The ultimate status symbol in the Annapolis sailing community is a little red hat.
"I'll wear mine to death," said Richard "Snake" Stimson, a sailboat racer from Annapolis. "You couldn't buy it off me."
The cap -- emblazoned with the logo of Mount Gay rum -- is available only to a small number of racers in the nation's top sailing regattas. Cover your head with it and it will cover you in glory.
"I'm certainly qualified to wear it," said Mr. Stimson, 62, who races year-round and has done so since he was a child. "If I should ever lose mine, people would get me confused with being a rookie."
It started as a promotional stunt in the 1980s by Mount Gay rum, which dubs itself the sailor's drink. The Barbados-based company soon began handing out the caps at the roughly 50 sailing regattas it sponsors each year.
But not just any racer can get one. To preserve the cap's cachet, Mount Gay makes far fewer hats than sailors at its regattas. The caps are so popular, the 40,000 produced this year were not nearly enough to satisfy demand.
"We want to keep the mystique of the hat alive," said Pamm Houchens, a sector manager for Remy Amerique, the New York-based parent company of Mount Gay. "We only produce a finite amount."
Remy Amerique executives won't say where the caps are made -- some place in Kentucky is as far as they will go. It's a security measure, just in case anyone gets tempted to show up outside the factory doors with $20.
The concern seems reasonable. After all, some people show up at regattas not to race, but to find a cap.
"It's unbelievable," said Kathy Farrell, who was hired by Remy Amerique to promote the regattas. "During one race week, people came up to our van and begged for the caps. It didn't matter that the van was moving -- people ran right in front of it."
The most sought-after caps are the ones so worn and faded from sun and sweat that the red is drained to pink. And any cap stitched with the name and date of an exceptionally difficult regatta, such as the Australia to New Zealand race, is more coveted.
At Marmaduke's, a sailing bar in Annapolis, a collection of the caps is on display behind glass by the bar. Sailors can take a cap if they replace it with one of equal value.
The case is locked, and with good reason. Some people will resort to mischief to get their hands on these hats.
Recently, visitors picked the lock on the antique cabinet in the lobby of Mount Gay's distillery in Bridgetown, Barbados, and stole from the 100-cap stash. The company has since installed a new security system and put the hats on ledges by the ceiling.
"There's been plenty of trades, people trading $50, $75 for a hat," said David Meyers, who runs the distillery on the island, which also is home to 1,200 rum shops.
Sometimes you can get a cap if you have great hair. Mr. Meyers said the agent for Patrick Swayze called him and begged for one. The shaggy-haired actor apparently wanted to top off his look during a deep-sea fishing expedition.
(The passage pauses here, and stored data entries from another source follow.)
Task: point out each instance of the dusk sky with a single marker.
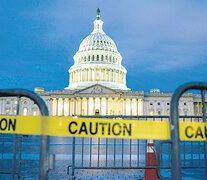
(163, 43)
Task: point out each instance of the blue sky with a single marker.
(163, 43)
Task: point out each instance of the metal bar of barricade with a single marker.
(174, 120)
(15, 143)
(44, 141)
(73, 159)
(204, 120)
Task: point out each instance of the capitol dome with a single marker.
(97, 62)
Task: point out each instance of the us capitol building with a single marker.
(97, 86)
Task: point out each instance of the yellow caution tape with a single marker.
(193, 131)
(91, 127)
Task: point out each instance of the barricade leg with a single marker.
(150, 174)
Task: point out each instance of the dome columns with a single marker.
(97, 74)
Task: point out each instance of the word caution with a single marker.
(105, 128)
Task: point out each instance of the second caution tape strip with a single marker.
(106, 128)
"In the spirit of helping out certain dignitaries, I gave him one from my personal collection," said Mr. Meyers. He watched his cap get whisked away in a limousine, and Mr. Meyers was given a $100 check for charity in return.
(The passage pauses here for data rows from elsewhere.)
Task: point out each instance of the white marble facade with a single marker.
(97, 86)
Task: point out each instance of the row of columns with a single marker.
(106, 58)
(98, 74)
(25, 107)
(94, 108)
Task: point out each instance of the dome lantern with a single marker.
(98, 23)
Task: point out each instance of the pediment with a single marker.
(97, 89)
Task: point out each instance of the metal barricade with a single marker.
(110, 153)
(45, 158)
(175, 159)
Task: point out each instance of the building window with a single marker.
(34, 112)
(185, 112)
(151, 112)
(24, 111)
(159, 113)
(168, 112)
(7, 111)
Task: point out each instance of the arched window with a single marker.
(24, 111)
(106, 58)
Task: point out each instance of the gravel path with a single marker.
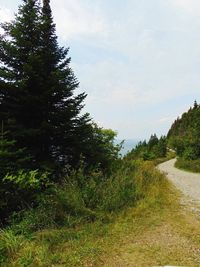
(188, 183)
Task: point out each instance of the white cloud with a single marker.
(189, 6)
(75, 18)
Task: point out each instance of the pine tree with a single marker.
(37, 87)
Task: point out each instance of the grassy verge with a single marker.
(188, 165)
(147, 232)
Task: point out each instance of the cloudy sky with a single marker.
(138, 61)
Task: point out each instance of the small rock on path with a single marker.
(187, 182)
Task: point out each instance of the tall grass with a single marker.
(188, 165)
(80, 200)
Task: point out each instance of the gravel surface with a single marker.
(187, 182)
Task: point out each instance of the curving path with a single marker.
(187, 182)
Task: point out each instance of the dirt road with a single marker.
(187, 182)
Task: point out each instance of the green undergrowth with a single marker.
(188, 165)
(74, 223)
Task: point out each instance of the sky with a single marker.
(138, 61)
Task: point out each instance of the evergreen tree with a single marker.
(37, 87)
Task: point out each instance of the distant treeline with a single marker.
(184, 135)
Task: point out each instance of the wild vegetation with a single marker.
(184, 138)
(63, 184)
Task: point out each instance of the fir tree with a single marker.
(37, 90)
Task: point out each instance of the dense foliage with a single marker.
(184, 135)
(45, 134)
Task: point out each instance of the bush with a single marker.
(82, 198)
(188, 165)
People have been known to risk their lives for the caps. Well, sort of.
Seamus Kraft, a grade school boy from Marblehead, Mass., wrote to several top-level executives at Remy Amerique after his boat capsized and he lost his father's prized headgear.
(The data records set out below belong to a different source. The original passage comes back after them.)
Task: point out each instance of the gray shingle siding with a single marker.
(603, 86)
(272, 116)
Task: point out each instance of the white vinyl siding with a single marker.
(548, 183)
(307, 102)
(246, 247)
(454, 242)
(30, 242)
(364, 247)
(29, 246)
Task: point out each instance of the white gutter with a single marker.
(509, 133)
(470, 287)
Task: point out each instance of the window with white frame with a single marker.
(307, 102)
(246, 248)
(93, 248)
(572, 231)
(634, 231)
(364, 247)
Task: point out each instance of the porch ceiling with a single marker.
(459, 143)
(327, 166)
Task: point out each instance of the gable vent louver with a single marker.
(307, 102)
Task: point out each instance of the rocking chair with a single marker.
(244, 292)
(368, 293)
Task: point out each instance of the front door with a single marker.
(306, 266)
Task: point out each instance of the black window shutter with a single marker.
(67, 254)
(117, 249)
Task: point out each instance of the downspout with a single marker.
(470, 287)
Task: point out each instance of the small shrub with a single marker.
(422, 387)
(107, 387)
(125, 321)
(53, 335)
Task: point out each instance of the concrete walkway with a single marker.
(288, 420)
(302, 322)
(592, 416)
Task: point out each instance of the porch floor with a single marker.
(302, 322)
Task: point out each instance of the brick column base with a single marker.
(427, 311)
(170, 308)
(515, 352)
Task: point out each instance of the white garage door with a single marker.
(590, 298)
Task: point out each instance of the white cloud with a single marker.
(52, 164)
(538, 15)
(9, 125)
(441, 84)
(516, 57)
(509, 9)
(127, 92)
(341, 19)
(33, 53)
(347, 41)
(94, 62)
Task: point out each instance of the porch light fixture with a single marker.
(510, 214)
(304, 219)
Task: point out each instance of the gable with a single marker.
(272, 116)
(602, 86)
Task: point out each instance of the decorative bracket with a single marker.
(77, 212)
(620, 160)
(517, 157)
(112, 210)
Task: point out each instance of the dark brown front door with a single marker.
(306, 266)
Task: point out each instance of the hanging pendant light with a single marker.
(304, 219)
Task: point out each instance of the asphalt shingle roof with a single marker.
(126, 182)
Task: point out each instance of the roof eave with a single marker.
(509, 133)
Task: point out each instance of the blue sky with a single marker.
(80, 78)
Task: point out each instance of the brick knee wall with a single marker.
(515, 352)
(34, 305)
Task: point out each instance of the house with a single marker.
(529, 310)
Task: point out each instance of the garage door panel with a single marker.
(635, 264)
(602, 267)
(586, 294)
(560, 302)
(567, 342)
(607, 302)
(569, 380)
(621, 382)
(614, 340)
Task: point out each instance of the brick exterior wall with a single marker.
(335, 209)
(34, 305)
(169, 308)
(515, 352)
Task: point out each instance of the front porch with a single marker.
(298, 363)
"The hat sunk. I even got yelled at for diving for it!" he scrawled on sailboat stationery. "My dad is very sad and disappointed because I took it off and I wasn't supposed to."
The executives took pity. Seamus got the hat.
The caps are not just for sailing. People wear them to bars. People wear them to work. One bride even outfitted her wedding party in them, although the hats were off during the ceremony.
While there probably won't ever be a Mount Gay wedding gown, this year the company began a line of "crew gear" for people who want to dress entirely in the rum emblem. The items, including a $69.95 windproof jacket and $24.95 twill shorts, come in boiled-lobster red and a weather-beaten pink.
One day, executives dream, they will even open a Mount Gay clothing store. But the cap will never be for sale. And that's just fine with sailors.
"It's just not proper to have a cap unless you earned it yourself," said Annapolis sailor Cabell "Pipes" Potts, who has two. "Any other way is just gauche."